Hill Top, a 17th century farm house was Beatrix Potter’s first house purchase in the Lake District with proceeds from her earliest books. There is still much evidence within the house of the original building and layout, although she had the house extended, incorporating a separate residence for her farm manager, John Cannon. Between the two houses there are doorways on both floors that link both houses, supposedly to allow Mrs Cannon to come through to cook and clean.
While Beatrix did not actually live at Hill Top, it was a much loved holiday home, with an extension incorporating a writing room from which views over the country lane. The house remains much as it did, when Beatrix was alive. It was her desire to have the house open to the public exactly as she loved it, including all the china and furniture as they were.

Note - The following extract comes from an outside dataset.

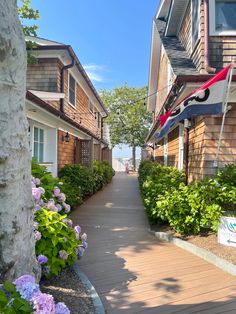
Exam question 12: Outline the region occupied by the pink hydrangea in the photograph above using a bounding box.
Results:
[31,292,55,313]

Much of the house, furniture – dressers, tables and chairs, staircase, doorways feature heavily in her stories and these are well displayed and compared to with copies of books open to the pages with the relevant illustration. It is certainly fascinating to see how she very cleverly portrays parts of the house and furniture from the perspective of her small animal characters.
Hill Top was left to the National Trust upon her death and while Beatrix’s side of the house continues to be a very popular destination, next door continues to be tenanted to a local farmer. The recent Hollywood film Miss Potter, starring Renee Zellweger, significantly increased the popularity of Hill Top, which now has timed entry, allowing 8 visitors in every 5 minutes during it’s opening times.
The garden itself, was a great source of joy and pride and often featured in many of the tales she wrote, the vegetable patch, the stone wall and the bee hive are all still there and are easily recognisable from some of her most popular illustrations.
If you’re ever in the area, whether you’re a Beatrix Potter fan or not, Hill Top is definitely worth a visit, if only to admire her ability to draw inspiration from the simplest things around her.
- Parking is limited, but free for National Trust members. We were directed to the Hotel carpark.
- You have to walk along the road to get to the house itself, even though it is actually only behind the ticketing office. Take care, as the area is busy with traffic.
- Enjoy the gardens.
- Ask the guides about the different rooms or the closed doors – there are some fascinating stories and the guides are very knowledgable.